# SPS-Forumstreffen 2012



## Markus (11 Mai 2012)

Hallo zusammen,

hier gibts das Anmeldeformular für das Forumstreffen 2012 in 88356 Ostrach.

Auch dieses Jahr haben wir für Samstag wieder 2 Fachvorträge:
ATEX mit Pepperl+Fuchs
TwinCat 3 mit BECKHOFF

Über eine schnelle Anmeldung würde ich mich freuen!
Danke!


Teilnehmer:
1. Markus
2. Joe
3. Tschoke
4. Pfister
5. ALgG
6. manyman25
7. van
8. Zottel
9. Grizzly88
10. Gerhard Bäuerle
11. vollmi
12. Herbe
13. Uwe Westenhöfer / PHOENIX CONTACT 
14. Axel Hulsch (IBH-Softec)
15. ohm200x
16. Andreas Sommerfeld (beckhof)
17. Stefan Dillmann (Beckhoff)
18. Simon Hund
19. Armin Uhl
20. Andreas Heim
21. Markus Sommer
22. Bernhard Fischer
23. Frank Greisle


naja dann noch ein paar aus der Gegend bzw. aus unserem Laden...


----------



## Verkohlte Leiche (11 Mai 2012)

Wer war denn der Depp, der die Mail verfasst hat? Ist es so schwer, das verdammte BCC-Feld zu benutzen???


----------



## Markus (11 Mai 2012)

Der Depp war ich...
Es ist mir auch oberpeinlich!
Aber es war nur eine Serie betroffen, der Großteil war mit BCC...

Tut mir wirklich leid!


----------



## Markus (15 Mai 2012)

Habe die Liste mit den Teilnehmern oben upgedatet.
Ganz besonders freue ich mich dass Zottel dieses Jahr wieder kommen wird!
Aber auch auf alle anderen bin ich sehr gespannt.
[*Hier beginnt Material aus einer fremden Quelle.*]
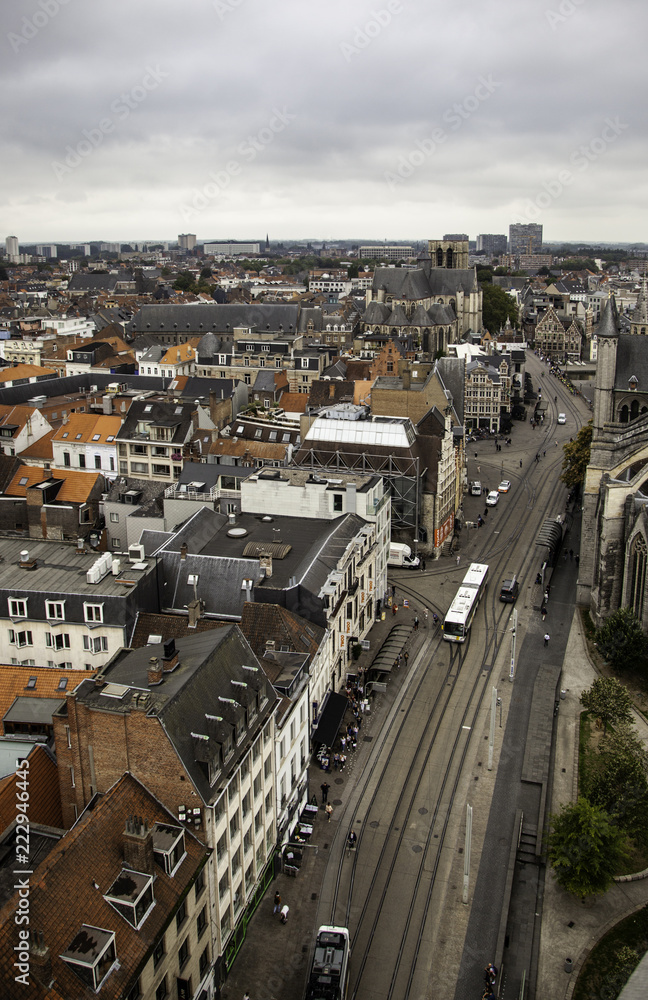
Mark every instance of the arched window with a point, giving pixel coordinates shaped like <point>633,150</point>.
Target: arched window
<point>637,575</point>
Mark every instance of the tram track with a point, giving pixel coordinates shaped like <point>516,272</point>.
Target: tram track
<point>453,705</point>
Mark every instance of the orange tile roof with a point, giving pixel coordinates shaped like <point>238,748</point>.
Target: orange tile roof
<point>76,487</point>
<point>14,678</point>
<point>294,402</point>
<point>84,426</point>
<point>67,890</point>
<point>178,355</point>
<point>23,371</point>
<point>16,415</point>
<point>44,792</point>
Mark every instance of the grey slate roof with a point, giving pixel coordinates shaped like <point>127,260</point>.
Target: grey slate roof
<point>424,282</point>
<point>608,325</point>
<point>217,674</point>
<point>216,318</point>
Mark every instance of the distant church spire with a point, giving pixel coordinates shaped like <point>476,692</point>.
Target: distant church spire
<point>639,322</point>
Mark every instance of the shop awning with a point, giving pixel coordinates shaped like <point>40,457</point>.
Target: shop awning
<point>331,719</point>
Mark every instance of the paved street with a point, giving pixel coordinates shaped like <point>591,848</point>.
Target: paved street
<point>407,789</point>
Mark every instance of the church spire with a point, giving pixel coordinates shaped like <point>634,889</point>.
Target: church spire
<point>640,314</point>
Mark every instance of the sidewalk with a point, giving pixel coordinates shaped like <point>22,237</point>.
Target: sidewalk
<point>570,928</point>
<point>272,962</point>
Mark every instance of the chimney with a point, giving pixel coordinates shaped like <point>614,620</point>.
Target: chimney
<point>194,608</point>
<point>25,562</point>
<point>138,845</point>
<point>40,960</point>
<point>155,672</point>
<point>170,656</point>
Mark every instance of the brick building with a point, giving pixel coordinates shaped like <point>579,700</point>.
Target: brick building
<point>194,720</point>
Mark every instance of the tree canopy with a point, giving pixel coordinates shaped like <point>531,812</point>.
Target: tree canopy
<point>608,700</point>
<point>497,307</point>
<point>621,639</point>
<point>576,457</point>
<point>615,779</point>
<point>585,848</point>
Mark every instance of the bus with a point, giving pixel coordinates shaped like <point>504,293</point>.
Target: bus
<point>329,973</point>
<point>462,610</point>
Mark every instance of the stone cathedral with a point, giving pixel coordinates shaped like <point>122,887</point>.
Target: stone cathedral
<point>614,546</point>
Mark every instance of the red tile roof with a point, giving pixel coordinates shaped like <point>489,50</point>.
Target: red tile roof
<point>44,792</point>
<point>80,869</point>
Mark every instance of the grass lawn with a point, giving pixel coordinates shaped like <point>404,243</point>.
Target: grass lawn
<point>606,972</point>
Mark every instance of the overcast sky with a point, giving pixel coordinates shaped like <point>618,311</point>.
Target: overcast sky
<point>392,119</point>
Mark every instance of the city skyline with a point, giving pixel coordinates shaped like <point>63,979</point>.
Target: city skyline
<point>238,119</point>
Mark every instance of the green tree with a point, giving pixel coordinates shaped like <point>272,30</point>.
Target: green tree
<point>615,780</point>
<point>585,848</point>
<point>498,306</point>
<point>621,639</point>
<point>576,458</point>
<point>608,700</point>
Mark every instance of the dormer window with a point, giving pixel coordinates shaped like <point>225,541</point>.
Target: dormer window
<point>168,846</point>
<point>131,894</point>
<point>91,955</point>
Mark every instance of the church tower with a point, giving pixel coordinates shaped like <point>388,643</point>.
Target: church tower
<point>639,321</point>
<point>607,336</point>
<point>452,254</point>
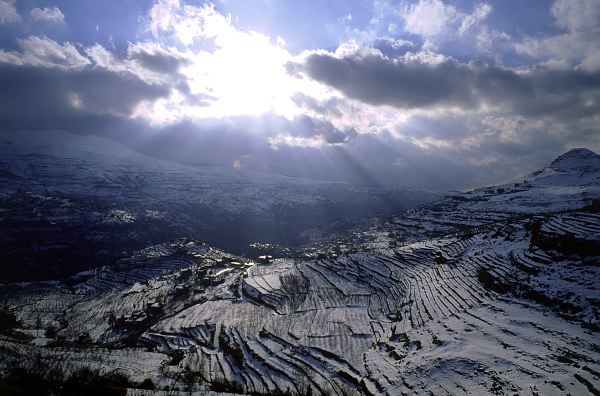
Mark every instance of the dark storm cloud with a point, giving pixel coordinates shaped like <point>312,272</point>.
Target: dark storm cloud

Wie gesagt, jeder ist eingeladen!


----------



## manyman25 (17 Mai 2012)

Hallo Forum,

allso ich bin dieses Jahr wieder dabei. Mein Chef lässt mich am Freitag etwas eher los, ach ja einen Firmenwagen für das Wochenende gibts auch noch. So bin dann erstmal weg am Samstag gehts für 3 Wochen nach Irland mal ein wenig Land und Leute kennen lernen.

Gruß Many


----------



## Markus (22 Mai 2012)

es sind wieder zwei teilnehmer dazugekommen.
sind noch ein paar von euch am überlegen?
ein paar mehr dürften es schon noch werden...


----------



## Markus (4 Juni 2012)

sagt mal leute?
ist das euer ernst? wenn da nicht noch ein paar anmeldungen kommen, dann blas ich die aktion wieder ab...


----------



## Markus (8 Juni 2012)

sogar das thema "spammer" hat nach 2 tagen mehr hits als das hier...


----------



## IBFS (8 Juni 2012)

Hallo Markus, sei nicht traurig, aber ich denke schon, dass die beiden Themen dieses Jahr nicht gerade den totalen Mainstream bedienen. Wenn ich es vermeiden kann, vermeide ich TC3. Das ich nich generell gegen C2.X oder C3 bin sieht man daran, das ich zum Beispiel OpCon oder WAGO oder Eckelmann gerne einsetzte. Ja und ATEX habe ich noch nie eingesetzt. Ich wäre schon gern gekommen, aber 1200 Kilometer sind mir speziell für diese Themen zu viel.    Grüße   Frank


----------



## rostiger Nagel (8 Juni 2012)

Außerdem sind 13 sichere Teilnehmer besser als 25 unsichere, bei den NRW Treffen
wird die große Liste vor Toreschluß auch immer kürzer.


----------



## marlob (8 Juni 2012)

Mich hätten beide Themen interessiert. Aber wie schon mal geschrieben. Der Termin passt überhaupt nicht dieses Jahr.
Schade. Ich hoffe trotzdem das sich noch einige anmelden. Auch wenn einem die Themen nicht zusagen, ist es doch immer eine gute Gelegenheit sich persönlich zu treffen. Und das leckere Bier und das gute Essen bei Familie Uhl sind auch nicht zu verachten.
Oder hat jemand Angst vorm Gemeinderat?


----------



## manyman25 (13 Juni 2012)

Hallo,

um das Thema SPS-Forumsreffen mal wieder ein wenig zu befeueren. Ich bin gerne bereit auch jemand mitzunehmen allso drei Plätze sind frei. Ich bin auch bereit einen kleinen Umweg zu machen die Betonung liegt auf klein. Eine grobe Wegbeschreibung liegt im Anhang.

Gruß Many


----------



## Markus (16 Juni 2012)

teilnehmerliste angepasst.
das treffen findet definitiv statt!


----------



## vollmi (20 Juni 2012)

Wann wird eigentlich die Quantensingularität vorgeführt? Das man NACH dem Forumstreffen VOR dem Forumstreffen Frühstücken und Heimreisen kann? 

mfG René


----------



## Zottel (20 Juni 2012)

Frei nach Sepp Herberger gilt natürlich auch:
NACH dem Forumstreffen ist VOR dem Forumstreffen.
Es geht also auch ohne Quantensingularität...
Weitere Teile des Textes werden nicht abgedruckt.